Point Of View

Perhaps it is fitting on the occasion of my 50th college reunion to print the first half of an apologia pro vita sua that I was persuaded to get together for a book of reunion essays whose suggested titles were ". . . and Me."

Not surprisingly, I chose "Sports and Me," and herewith is the first half of it, the ringing conclusion to follow next week:

"I've been on the good news beat for a long while now, which is to say I write sports, and don't plan to give it up soon."

"The days when I worried about doing something responsible in life have long passed, though if I had gone that route Mary and I might now be able to afford those alumni voyages to 'The Cradle of Greek Civilization' or to 'The Islands of Eden' that now fill a large box in my corner office at The East Hampton (N.Y.) Star, where I am listed in the upper reaches of its masthead as 'Sports Editor.' "

"My voice mail message says that I'm either at a game, going to a game, or coming from one, and that is pretty much true, and if it isn't, 'I gotta go to a game' serves well as an exit line, rendered all the more credible by the camera bag hanging from my shoulder."

"The fact that very few here at the office know much about sports or much care can be a double-edged sword. On the one hand, I have a pretty free hand when it comes to my Latinate copy; on the other, I have to deal with such opaque questions as 'Who is Bob Beamon?' 'Who is Greg LeMond?' 'What's a bleeder?' 'What's in the paint?' That kind of thing."

"I tell them Bob Beamon only long-jumped 29-something feet once in Mexico City, that Greg LeMond came back from the near-dead to win the Tour de France, that a bleeder is not a ball that strikes an infielder with hemophilia, and that in the paint is the painted area between the foul line and the basket."

"And no, a 'double pump' is not a shoe, 'driving the lane in traffic' has nothing to do with rush hour, and 'a backdoor pass' is not a scatological term. Further, a home run is a home run. It is not, as one of my fellow editors once rephrased it, 'a home run hit.' No wonder I never win any press association prizes."

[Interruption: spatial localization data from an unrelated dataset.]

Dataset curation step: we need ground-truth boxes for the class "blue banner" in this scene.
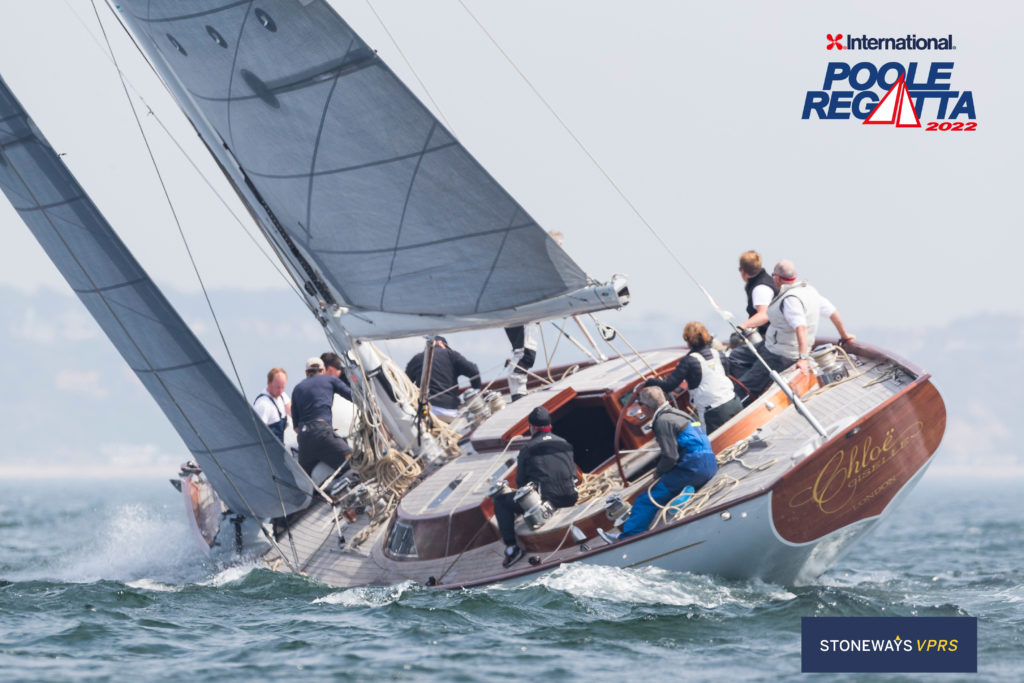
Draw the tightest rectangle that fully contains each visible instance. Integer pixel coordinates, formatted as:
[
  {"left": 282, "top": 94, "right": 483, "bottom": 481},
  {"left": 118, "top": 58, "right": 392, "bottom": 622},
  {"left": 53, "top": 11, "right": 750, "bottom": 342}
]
[{"left": 801, "top": 616, "right": 977, "bottom": 673}]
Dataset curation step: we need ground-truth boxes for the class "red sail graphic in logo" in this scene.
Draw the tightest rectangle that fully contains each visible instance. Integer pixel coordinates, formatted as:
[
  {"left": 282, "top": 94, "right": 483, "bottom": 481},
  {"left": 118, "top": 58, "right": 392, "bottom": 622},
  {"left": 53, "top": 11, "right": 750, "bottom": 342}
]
[{"left": 863, "top": 74, "right": 921, "bottom": 127}]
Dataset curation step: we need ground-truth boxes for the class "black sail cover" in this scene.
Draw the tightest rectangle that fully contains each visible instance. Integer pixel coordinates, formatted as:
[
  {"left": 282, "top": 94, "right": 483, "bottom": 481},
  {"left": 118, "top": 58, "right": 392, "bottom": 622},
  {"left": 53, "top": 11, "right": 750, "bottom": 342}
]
[
  {"left": 115, "top": 0, "right": 593, "bottom": 331},
  {"left": 0, "top": 75, "right": 312, "bottom": 519}
]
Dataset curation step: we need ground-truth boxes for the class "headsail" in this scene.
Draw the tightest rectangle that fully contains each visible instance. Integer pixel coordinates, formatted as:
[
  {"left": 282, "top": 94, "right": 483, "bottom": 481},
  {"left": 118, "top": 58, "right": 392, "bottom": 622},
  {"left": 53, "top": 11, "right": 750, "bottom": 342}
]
[
  {"left": 114, "top": 0, "right": 627, "bottom": 339},
  {"left": 0, "top": 74, "right": 312, "bottom": 519}
]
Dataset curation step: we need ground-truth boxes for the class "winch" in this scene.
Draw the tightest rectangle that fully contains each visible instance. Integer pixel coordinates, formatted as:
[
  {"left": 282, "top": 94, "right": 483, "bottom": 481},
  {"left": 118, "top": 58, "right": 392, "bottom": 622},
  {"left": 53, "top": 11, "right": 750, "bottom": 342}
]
[
  {"left": 513, "top": 482, "right": 553, "bottom": 530},
  {"left": 484, "top": 390, "right": 506, "bottom": 415},
  {"left": 810, "top": 344, "right": 849, "bottom": 386},
  {"left": 458, "top": 388, "right": 492, "bottom": 428},
  {"left": 603, "top": 493, "right": 632, "bottom": 527}
]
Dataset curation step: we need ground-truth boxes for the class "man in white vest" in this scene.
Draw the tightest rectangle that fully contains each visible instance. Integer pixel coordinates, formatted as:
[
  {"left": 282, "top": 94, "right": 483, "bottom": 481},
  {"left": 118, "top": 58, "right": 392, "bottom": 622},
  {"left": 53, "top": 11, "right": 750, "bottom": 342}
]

"But I don't care. I've got a good woman, true blue and witty, and I still like to get up in the morning, though, of course, I don't bound out of bed as I used to. My athletic days are pretty much over, though I take comfort in the company of athletes, men and women, boys and girls, and like taking photos of them, deriving joy from the at times sublime headiness of sport, a headiness I've known running and playing, of being in the moment when all within the realm of consciousness seemed, however briefly, perfect."